Las democracias no necesariamente mueren por golpes abruptos u ocupaciones violentas y de facto. De hecho, es más común que empiecen a enfermar y a extinguirse de manera endógena, disfrazadas con rituales electorales o protegidas por la fachada de una división de poderes cada vez más débil. La democracia venezolana, adormecida durante décadas por los ríos de dinero del petróleo, parió a Hugo Chávez. Y Chávez, desde sus entrañas, la fue carcomiendo poco a poco, con discurso y con fusil.
Hoy, veintiséis años después, Venezuela no es otra cosa que un Estado fallido. Sin ese caudillo popular y arrollador que encarnaba Chávez, el país quedó en manos de mafias que han sabido mantenerse estables y vigentes gracias a complicidades, sobornos y una represión sistemática. El chavismo mutó en una dictadura engrasada por el narcotráfico, sostenida por la corrupción y blindada por el miedo.
Aunque el régimen ha estado varias veces contra las cuerdas, siempre supo salir ileso:
- El paro petrolero del 2002.
- La muerte de Chávez.
- La proclamación e interinato de Juan Guaidó en 2019.
- La victoria de Edmundo González Urrutia en 2024.
Ninguno de esos momentos, que pudieron ser puntos de quiebre, logró tumbar a la dictadura. Al contrario, el régimen aprovechó cada crisis para reacomodarse, fortalecerse y blindar sus estructuras de poder. Maduro, Cabello, Padrino, Rodríguez y compañía entendieron que el caos también es un método de control.
Ahora somos testigos del mayor despliegue militar de Estados Unidos en el continente en más de treinta años. Y vale preguntarse, no sin escepticismo: ¿es esta por fin la hora final de un régimen narcotraficante y asesino? ¿Será posible que la historia, tantas veces repetida con frustración, esta vez cambie de rumbo?
Mis deseos están con el éxito de esta operación que, viva o muerta, logre separar del poder a esa cúpula que ha secuestrado al país. Pero lo cierto es que no cabe una decepción más. Cada promesa incumplida, cada intento fallido, cada esperanza rota, termina alimentando un perverso juego psicológico que fortalece a la dictadura y debilita a la oposición. La maquinaria del chavismo sabe que la frustración prolongada paraliza, y esa parálisis es su mejor aliada.

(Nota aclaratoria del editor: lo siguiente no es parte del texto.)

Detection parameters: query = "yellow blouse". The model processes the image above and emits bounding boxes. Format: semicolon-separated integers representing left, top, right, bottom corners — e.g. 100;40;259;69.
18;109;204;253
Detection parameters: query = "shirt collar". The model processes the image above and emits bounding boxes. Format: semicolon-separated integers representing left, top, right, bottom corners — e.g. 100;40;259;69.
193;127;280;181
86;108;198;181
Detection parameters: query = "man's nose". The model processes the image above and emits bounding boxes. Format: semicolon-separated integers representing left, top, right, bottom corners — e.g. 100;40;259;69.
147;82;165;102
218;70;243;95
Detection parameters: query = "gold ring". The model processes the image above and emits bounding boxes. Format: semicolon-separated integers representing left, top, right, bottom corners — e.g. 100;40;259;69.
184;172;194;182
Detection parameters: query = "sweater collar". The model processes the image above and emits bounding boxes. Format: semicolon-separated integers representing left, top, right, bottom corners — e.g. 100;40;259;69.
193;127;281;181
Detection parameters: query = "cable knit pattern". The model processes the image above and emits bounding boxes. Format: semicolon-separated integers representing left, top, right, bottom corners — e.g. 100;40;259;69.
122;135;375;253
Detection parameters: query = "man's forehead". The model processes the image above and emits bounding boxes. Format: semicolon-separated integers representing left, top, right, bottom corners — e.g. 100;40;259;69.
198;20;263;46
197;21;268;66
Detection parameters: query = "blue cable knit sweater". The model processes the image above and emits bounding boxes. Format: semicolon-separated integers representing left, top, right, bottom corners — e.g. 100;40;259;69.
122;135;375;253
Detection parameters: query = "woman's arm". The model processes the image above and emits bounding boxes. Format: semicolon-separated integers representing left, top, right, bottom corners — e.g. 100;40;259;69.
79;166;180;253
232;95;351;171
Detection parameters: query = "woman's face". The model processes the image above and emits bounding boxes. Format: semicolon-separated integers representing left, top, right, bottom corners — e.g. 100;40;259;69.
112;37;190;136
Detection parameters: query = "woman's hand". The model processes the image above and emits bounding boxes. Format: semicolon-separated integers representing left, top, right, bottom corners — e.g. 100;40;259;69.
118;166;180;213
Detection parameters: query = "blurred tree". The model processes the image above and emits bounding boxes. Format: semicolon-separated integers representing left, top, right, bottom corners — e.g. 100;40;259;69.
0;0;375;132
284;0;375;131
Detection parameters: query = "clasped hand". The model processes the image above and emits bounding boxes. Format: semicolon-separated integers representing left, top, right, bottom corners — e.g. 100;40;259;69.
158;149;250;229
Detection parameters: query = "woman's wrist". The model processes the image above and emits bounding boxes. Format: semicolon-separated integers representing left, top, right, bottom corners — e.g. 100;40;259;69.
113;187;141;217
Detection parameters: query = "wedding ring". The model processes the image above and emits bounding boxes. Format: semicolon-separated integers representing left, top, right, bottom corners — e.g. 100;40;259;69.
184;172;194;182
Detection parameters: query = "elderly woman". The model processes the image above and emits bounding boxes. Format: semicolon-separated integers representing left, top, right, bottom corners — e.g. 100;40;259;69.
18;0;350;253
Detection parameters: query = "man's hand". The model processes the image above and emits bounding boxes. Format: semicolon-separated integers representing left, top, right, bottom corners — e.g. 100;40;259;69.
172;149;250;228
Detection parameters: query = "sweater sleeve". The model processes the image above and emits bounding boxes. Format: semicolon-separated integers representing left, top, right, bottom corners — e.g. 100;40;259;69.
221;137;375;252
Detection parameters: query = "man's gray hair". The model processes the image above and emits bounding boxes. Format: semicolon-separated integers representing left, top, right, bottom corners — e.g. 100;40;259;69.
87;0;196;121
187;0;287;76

Además, no se trata solo de bombardear objetivos de alto valor o ejecutar operaciones de extracción quirúrgicas. El problema es mucho más profundo. La descomposición social en Venezuela es tal que incluso una eventual caída del régimen no garantiza la reconstrucción inmediata. La corrupción ha permeado hasta el último resquicio de la administración pública; la criminalidad opera como un Estado paralelo; el aparato productivo está destruido; el sistema de salud es ruinas; y el éxodo masivo ha vaciado a la nación de su capital humano más valioso.
Reconstruir Venezuela no será fácil ni rápido. Requerirá años, quizá décadas, de inversión, acompañamiento internacional y reconciliación interna. Y aun así, el reto mayor seguirá siendo recuperar la confianza de un pueblo que ha sido traicionado una y otra vez, tanto por quienes usurpan el poder como por quienes prometieron recuperarlo sin éxito.
Sin embargo, pese a todo el dolor, el hambre, la huida masiva, la represión y la desesperanza, Venezuela sigue latiendo. Hay un país que aún resiste, hay millones de voces que no se han apagado. El éxito o el fracaso de lo que está por venir no solo marcará el destino de una nación, sino también el de todo un continente que observa con atención.
La última esperanza de una Venezuela herida no puede permitirse fracasar. Porque si esta oportunidad también se desvanece, lo que morirá definitivamente no será un régimen, sino la fe misma en que un país, después de tanto sufrimiento, pueda volver a levantarse.